학술논문

Improving Node Classification Accuracy of GNN through Input and Output Intervention
Document Type
Academic Journal
Source
ACM Transactions on Knowledge Discovery from Data. 18(1):1-31
Subject
GNN
PaRWalk
DeepWalk
K-NN
K-means
Language
English
ISSN
1556-4681
1556-472X
Abstract
Graph Neural Networks (GNNs) are a popular machine learning framework for solving various graph processing applications. This framework exploits both the graph topology and the feature vectors of the nodes. One of the important applications of GNN is in the semi-supervised node classification task.

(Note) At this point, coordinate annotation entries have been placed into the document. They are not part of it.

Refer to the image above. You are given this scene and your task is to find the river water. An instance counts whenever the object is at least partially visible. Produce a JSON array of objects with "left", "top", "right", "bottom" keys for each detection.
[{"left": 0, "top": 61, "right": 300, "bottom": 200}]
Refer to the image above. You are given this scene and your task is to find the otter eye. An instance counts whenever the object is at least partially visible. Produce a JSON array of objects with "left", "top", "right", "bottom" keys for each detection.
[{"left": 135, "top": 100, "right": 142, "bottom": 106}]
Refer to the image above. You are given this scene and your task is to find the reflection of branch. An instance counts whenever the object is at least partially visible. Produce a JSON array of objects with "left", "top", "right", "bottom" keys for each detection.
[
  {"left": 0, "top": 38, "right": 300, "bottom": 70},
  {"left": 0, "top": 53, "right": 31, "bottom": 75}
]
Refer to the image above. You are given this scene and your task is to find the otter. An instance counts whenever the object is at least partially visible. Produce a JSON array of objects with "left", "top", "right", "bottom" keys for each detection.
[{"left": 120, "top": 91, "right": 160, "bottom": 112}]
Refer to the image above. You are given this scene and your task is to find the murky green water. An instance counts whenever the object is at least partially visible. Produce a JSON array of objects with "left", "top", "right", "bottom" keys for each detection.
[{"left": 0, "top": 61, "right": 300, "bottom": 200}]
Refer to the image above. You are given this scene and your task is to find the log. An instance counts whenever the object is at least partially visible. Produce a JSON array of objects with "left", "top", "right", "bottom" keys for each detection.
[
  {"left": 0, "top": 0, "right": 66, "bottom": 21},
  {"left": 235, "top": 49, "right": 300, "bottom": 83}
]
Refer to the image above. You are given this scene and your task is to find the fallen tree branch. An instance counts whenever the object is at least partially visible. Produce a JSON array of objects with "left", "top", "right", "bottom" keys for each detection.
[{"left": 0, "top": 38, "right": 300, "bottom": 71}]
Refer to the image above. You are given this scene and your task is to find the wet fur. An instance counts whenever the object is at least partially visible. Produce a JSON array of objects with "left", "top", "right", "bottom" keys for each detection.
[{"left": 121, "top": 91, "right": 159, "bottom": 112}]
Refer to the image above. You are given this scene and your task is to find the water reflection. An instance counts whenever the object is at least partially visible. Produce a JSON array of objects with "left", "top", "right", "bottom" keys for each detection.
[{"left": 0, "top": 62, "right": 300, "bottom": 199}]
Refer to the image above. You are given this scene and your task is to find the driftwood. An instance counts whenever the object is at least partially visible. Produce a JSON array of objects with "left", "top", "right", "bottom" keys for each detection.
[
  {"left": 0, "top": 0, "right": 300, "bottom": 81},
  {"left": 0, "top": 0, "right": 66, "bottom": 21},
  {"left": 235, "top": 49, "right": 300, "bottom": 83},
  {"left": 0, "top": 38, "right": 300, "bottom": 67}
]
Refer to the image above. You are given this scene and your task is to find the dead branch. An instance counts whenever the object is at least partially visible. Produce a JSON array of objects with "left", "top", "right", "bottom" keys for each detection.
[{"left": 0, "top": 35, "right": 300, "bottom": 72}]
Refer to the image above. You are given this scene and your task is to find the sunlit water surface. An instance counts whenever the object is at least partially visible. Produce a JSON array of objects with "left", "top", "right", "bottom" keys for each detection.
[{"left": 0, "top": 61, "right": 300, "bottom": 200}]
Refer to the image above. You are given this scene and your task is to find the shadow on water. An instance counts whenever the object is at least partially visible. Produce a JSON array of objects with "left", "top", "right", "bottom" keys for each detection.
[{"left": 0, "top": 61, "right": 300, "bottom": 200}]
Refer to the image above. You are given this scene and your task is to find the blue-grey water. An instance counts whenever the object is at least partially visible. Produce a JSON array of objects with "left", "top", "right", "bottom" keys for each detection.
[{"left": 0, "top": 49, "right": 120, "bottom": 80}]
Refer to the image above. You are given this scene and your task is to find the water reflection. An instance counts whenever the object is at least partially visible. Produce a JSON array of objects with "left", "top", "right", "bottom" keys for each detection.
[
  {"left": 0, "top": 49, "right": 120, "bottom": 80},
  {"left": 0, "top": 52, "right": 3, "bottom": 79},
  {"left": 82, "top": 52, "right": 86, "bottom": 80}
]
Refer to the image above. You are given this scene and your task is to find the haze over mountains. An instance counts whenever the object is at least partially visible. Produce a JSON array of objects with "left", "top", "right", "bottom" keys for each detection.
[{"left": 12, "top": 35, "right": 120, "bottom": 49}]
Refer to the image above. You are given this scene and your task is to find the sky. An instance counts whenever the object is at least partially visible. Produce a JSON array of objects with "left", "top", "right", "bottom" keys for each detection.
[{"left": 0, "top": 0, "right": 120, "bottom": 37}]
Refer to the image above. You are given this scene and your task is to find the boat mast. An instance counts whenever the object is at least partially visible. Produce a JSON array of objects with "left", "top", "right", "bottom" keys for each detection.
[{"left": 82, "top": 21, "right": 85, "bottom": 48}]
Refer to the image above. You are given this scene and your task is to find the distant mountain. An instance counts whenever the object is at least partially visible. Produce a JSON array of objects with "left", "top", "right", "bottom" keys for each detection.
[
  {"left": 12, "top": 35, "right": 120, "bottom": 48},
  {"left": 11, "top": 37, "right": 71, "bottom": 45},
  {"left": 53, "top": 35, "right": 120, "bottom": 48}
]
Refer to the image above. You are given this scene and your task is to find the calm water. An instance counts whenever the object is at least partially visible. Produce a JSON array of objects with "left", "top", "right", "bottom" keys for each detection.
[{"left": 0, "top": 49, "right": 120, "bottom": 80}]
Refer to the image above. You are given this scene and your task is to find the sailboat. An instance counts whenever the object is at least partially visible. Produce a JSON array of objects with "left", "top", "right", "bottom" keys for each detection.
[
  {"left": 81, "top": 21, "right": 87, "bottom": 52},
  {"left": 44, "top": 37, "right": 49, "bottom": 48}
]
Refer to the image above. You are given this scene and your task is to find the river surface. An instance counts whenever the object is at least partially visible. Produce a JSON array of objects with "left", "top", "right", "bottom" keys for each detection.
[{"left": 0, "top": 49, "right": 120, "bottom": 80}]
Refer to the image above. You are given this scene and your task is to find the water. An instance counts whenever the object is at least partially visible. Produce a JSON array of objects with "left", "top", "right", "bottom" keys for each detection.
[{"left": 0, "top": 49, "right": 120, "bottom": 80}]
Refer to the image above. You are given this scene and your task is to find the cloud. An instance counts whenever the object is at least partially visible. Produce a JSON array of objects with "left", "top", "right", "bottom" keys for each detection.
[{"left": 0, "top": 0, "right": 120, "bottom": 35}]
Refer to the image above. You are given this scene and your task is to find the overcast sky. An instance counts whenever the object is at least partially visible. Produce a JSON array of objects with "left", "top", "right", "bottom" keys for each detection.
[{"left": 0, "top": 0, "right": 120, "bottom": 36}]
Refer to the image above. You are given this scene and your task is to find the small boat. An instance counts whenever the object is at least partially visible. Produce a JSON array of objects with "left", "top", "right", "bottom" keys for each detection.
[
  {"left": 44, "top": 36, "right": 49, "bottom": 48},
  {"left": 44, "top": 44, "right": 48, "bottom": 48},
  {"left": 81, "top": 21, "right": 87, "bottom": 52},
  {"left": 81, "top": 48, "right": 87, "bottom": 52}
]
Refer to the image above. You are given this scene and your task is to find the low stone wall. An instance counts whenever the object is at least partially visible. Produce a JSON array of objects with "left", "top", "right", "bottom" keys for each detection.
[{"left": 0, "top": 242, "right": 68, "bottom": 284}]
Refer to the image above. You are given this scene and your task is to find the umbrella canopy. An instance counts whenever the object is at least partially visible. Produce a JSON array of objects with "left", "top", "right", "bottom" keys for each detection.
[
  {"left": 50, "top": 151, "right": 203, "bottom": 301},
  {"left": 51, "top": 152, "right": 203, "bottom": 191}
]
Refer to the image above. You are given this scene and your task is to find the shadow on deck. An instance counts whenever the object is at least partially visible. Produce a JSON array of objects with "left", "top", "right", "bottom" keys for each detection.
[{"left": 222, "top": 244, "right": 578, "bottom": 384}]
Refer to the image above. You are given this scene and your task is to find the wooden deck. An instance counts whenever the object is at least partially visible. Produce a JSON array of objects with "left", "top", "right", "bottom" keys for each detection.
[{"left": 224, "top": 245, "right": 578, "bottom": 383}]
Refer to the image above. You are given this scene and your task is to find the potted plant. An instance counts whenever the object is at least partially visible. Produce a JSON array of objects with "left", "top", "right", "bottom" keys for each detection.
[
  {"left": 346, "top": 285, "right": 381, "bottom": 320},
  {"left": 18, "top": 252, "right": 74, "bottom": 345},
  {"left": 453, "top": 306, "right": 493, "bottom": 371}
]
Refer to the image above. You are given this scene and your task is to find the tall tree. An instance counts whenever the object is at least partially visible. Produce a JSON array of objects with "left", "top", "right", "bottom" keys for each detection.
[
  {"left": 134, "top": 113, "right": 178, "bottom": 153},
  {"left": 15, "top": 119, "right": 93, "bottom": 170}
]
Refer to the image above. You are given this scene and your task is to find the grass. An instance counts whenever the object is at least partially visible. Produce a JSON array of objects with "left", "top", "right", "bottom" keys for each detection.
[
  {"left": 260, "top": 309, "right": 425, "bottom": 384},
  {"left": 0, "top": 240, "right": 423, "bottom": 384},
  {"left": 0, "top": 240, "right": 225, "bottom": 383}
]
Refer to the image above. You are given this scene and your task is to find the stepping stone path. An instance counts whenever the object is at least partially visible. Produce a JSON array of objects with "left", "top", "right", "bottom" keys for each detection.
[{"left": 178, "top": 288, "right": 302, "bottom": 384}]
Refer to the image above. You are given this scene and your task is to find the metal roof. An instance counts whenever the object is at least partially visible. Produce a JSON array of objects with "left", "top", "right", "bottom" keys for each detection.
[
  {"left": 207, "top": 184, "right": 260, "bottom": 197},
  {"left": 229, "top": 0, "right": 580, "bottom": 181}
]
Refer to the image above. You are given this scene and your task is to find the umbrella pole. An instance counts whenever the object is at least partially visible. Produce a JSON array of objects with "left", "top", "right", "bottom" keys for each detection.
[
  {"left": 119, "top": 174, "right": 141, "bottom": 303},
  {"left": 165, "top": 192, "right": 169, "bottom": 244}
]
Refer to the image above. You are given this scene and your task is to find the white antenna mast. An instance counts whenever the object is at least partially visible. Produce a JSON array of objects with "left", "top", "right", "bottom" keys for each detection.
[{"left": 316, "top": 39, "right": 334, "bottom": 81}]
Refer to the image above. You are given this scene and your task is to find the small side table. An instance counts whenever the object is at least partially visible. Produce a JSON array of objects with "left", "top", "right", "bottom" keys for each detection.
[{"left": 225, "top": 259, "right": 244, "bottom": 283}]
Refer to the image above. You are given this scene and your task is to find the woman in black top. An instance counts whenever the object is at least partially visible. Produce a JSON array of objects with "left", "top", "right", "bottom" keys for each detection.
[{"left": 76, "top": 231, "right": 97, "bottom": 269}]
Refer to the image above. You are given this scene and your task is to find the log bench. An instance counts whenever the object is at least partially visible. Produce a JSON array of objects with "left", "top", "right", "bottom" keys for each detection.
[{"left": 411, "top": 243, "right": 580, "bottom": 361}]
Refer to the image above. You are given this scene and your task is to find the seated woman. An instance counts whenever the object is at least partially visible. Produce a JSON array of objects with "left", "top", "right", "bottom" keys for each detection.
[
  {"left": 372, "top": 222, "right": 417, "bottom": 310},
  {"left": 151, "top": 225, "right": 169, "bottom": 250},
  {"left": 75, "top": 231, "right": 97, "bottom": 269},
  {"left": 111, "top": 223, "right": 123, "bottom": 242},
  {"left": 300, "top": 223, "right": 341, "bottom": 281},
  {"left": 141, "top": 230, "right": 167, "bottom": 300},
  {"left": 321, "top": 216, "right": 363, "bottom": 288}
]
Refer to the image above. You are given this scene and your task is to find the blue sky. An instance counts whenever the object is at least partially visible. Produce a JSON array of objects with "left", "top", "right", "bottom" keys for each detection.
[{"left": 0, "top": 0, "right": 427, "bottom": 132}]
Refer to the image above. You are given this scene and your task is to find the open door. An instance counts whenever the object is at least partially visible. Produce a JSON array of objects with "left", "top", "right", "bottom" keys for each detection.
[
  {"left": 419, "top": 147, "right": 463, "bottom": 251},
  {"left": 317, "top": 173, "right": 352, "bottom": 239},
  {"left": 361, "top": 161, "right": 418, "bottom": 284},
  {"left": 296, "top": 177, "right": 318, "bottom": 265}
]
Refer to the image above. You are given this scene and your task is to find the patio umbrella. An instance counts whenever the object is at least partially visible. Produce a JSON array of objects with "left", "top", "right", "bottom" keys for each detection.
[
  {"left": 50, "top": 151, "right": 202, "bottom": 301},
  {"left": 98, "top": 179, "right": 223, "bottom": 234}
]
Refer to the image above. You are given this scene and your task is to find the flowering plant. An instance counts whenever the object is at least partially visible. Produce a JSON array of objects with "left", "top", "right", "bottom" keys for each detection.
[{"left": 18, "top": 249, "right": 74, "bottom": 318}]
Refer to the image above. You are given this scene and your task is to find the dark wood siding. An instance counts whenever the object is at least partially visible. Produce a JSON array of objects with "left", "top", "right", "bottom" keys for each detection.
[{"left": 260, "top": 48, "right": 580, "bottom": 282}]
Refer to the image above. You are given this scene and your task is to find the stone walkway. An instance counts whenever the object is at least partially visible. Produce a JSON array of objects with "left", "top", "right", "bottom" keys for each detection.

The accuracy of the node classification using GNN depends on (i) the number and (ii) the choice of the training nodes. In this article, we demonstrate that increasing the training nodes by selecting nodes from the same class that are spread out across non-contiguous subgraphs, can significantly improve the accuracy. We accomplish this by presenting a novel input intervention technique that can be used in conjunction with different GNN classification methods to increase the non-contiguous training nodes and, thereby, improve the accuracy. We also present an output intervention technique to identify misclassified nodes and relabel them with their potentially correct labels. We demonstrate on real-world networks that our proposed methods, both individually and collectively, significantly improve the accuracy in comparison to the baseline GNN algorithms. Both our methods are agnostic. Apart from the initial set of training nodes generated by the baseline GNN methods, our techniques do not need any other extra knowledge about the classes of the nodes. Thus, our methods are modular and can be used as pre-and post-processing steps with many of the currently available GNN methods to improve their accuracy.